Morin believes short-term and long-term disability insurance play important roles in retirement planning. “You have no idea how often I see self-employed people without any coverage,” she says. “It’s so scary. People do get sick, and get really sick and for long periods of time.” Morin explains that for the self-employed, the ability to make money is their most important asset, adding, “If you had a machine printing money, you would insure it, wouldn’t you?” She believes that insurance policies protect the retirement fund in a worst-case scenario.
However, most entrepreneurs’ default setting is optimism, and retirement isn’t in their vocabulary. “I honestly don’t think I’ll ever fully retire because I just really enjoy being busy,” says Marjanovic, who is now 50. She credits her European roots for her anti-retirement attitude. She says nobody in Europe retires, they just slow down a little—a trend that Morin notes is becoming more common here.
Wendy D. also expects she’ll be in business well beyond her retirement years. “A lot of artists tend to keep working until they pass away, basically, and the artwork only gets better—all that life experience coming together. So, I plan on just keeping going as long as I can.”

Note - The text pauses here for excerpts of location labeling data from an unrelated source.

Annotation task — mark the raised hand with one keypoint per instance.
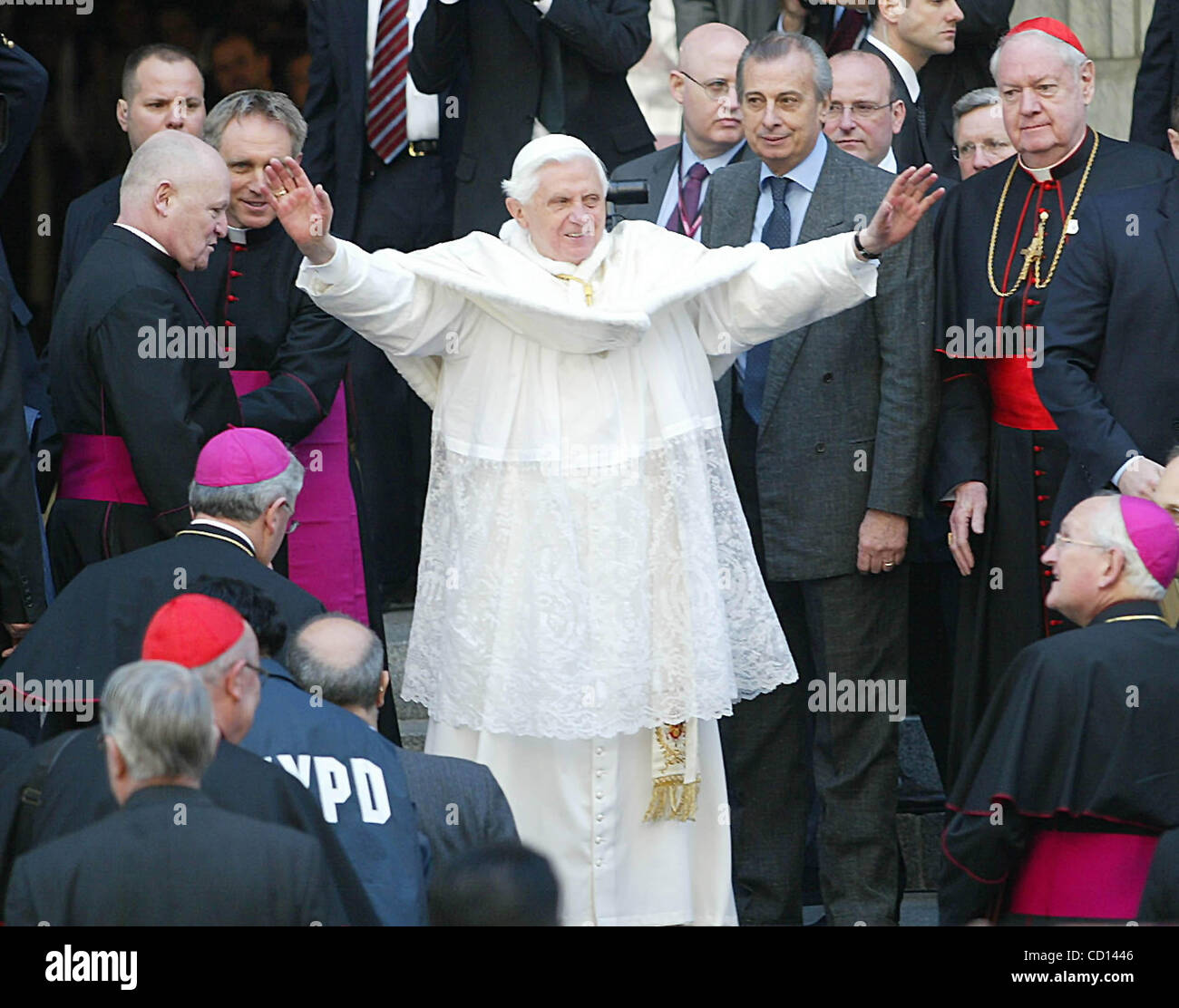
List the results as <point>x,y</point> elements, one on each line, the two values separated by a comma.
<point>303,210</point>
<point>903,205</point>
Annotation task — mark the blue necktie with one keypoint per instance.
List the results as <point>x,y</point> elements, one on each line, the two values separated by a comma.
<point>775,234</point>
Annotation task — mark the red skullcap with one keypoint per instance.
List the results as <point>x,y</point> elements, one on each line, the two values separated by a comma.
<point>192,630</point>
<point>239,456</point>
<point>1050,26</point>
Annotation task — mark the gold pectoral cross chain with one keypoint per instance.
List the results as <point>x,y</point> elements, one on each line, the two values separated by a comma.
<point>585,286</point>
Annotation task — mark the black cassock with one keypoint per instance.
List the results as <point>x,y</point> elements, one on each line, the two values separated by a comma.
<point>132,421</point>
<point>1073,775</point>
<point>993,427</point>
<point>98,622</point>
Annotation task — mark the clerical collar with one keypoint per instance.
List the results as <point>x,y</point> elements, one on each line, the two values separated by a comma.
<point>148,238</point>
<point>1132,610</point>
<point>908,74</point>
<point>211,528</point>
<point>1071,161</point>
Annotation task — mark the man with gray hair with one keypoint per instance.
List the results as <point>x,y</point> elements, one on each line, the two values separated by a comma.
<point>242,504</point>
<point>138,376</point>
<point>844,406</point>
<point>581,628</point>
<point>290,354</point>
<point>169,856</point>
<point>979,137</point>
<point>1071,777</point>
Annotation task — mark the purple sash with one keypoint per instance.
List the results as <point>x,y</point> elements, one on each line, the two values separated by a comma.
<point>97,467</point>
<point>323,557</point>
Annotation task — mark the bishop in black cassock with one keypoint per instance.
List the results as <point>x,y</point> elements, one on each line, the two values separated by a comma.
<point>1074,771</point>
<point>993,428</point>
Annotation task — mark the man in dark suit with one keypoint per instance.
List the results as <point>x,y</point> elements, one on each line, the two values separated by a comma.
<point>161,90</point>
<point>460,805</point>
<point>236,530</point>
<point>62,787</point>
<point>706,83</point>
<point>136,411</point>
<point>828,432</point>
<point>1111,321</point>
<point>23,575</point>
<point>555,66</point>
<point>907,34</point>
<point>170,856</point>
<point>1156,85</point>
<point>385,152</point>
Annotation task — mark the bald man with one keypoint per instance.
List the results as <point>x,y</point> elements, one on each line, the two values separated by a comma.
<point>141,383</point>
<point>865,111</point>
<point>704,83</point>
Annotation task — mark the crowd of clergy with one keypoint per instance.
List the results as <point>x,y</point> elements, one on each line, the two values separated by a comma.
<point>694,521</point>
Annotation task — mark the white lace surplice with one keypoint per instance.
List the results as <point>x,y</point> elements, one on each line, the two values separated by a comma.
<point>586,567</point>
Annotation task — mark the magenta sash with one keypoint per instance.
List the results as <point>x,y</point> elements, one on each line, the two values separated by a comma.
<point>97,467</point>
<point>323,556</point>
<point>1083,875</point>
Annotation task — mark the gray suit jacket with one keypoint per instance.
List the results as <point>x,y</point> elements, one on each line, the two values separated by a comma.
<point>850,401</point>
<point>460,804</point>
<point>656,170</point>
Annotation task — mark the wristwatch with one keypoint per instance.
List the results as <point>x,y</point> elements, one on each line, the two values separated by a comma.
<point>862,250</point>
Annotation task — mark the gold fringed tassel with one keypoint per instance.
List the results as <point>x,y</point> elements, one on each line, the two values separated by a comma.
<point>671,799</point>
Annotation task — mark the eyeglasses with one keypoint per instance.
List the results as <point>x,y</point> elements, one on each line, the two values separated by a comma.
<point>717,90</point>
<point>860,110</point>
<point>1064,540</point>
<point>966,151</point>
<point>263,674</point>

Davidson says he hears this all the time from his clients. “Most entrepreneurs will tell you that they will never retire and so you get to that point where you want to do something else with your life and you have no assets or resources to do it.” Morin also cautions against the “never going to retire” mentality. “What I usually tell people is, ‘Don’t think about retirement necessarily as stopping work, but rather, do I have to work?’” she says.
That’s what Holdenried is looking forward to: having the option to retire if he wants to. It’s going to take a strict savings plan—and vacations have been scaled back—but he’ll be mortgage-free and retirement-ready before his 61st birthday. Just don’t count on those 61 birthday candles extinguishing his entrepreneurial spirit.